The non-respondent rate of 13% on the TTO raises concern on its use; poor response rates with TTO were also previously reported.44 Interestingly, non-response was not a significant problem with SG(death) and SG(blindness), possibly suggesting that requiring the patient to foretell the length of remaining life span, rather than patient acceptance of a risk of death consequent to a treatment intervention, is objectionable. A subgroup analysis (Appendix) found that non-response on TTO was associated with age and female gender; hence further studies evaluating TTO for age-related eye disease may expect more non-response in older and female individuals.
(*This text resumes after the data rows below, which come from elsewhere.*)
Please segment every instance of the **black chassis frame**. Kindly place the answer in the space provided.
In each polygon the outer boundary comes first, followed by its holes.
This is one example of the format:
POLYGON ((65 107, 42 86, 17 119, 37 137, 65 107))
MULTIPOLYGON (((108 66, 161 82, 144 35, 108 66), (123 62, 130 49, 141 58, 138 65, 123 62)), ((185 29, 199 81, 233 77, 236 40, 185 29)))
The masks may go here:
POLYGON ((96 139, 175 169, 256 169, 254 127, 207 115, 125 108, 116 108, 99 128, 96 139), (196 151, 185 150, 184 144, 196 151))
Limitations in this study are that it is hospital based, hence the utilities may not generalise to the Singapore AMD population, which has a less severe disease profile. Second, we are unable to compare findings on the EQ-5D, TTO, and SG with outcomes on other instruments, for example, generic health status utility on the Health-utilities index 3 (HUI-3) or vision-specific functional status with the National Eye Institute Visual Function Questionnaire (NEI-VFQ). We did not include these questionnaires due to likely interviewee fatigue. However, only the HUI-3, but not the NEI-VFQ, is suitable for cost-utility analyses. Given the generally suboptimal construct validity demonstrated with clinical indicators, correlation of utilities with other non-VA clinical indicators (eg, contrast sensitivity) or proxies of disease severity such as vision-related functional status scores (eg, NEI-VFQ) may be explored.

In conclusion, AMD has a negative impact on health status of Singapore patients, although the utility values are generally higher than for Western patients. The construct validity of EQ-5D, TTO, and SG was suboptimal, and response rates on the TTO may be of concern. These results suggest that health status utilities may not be sufficiently robust for health-care economic analyses in this population.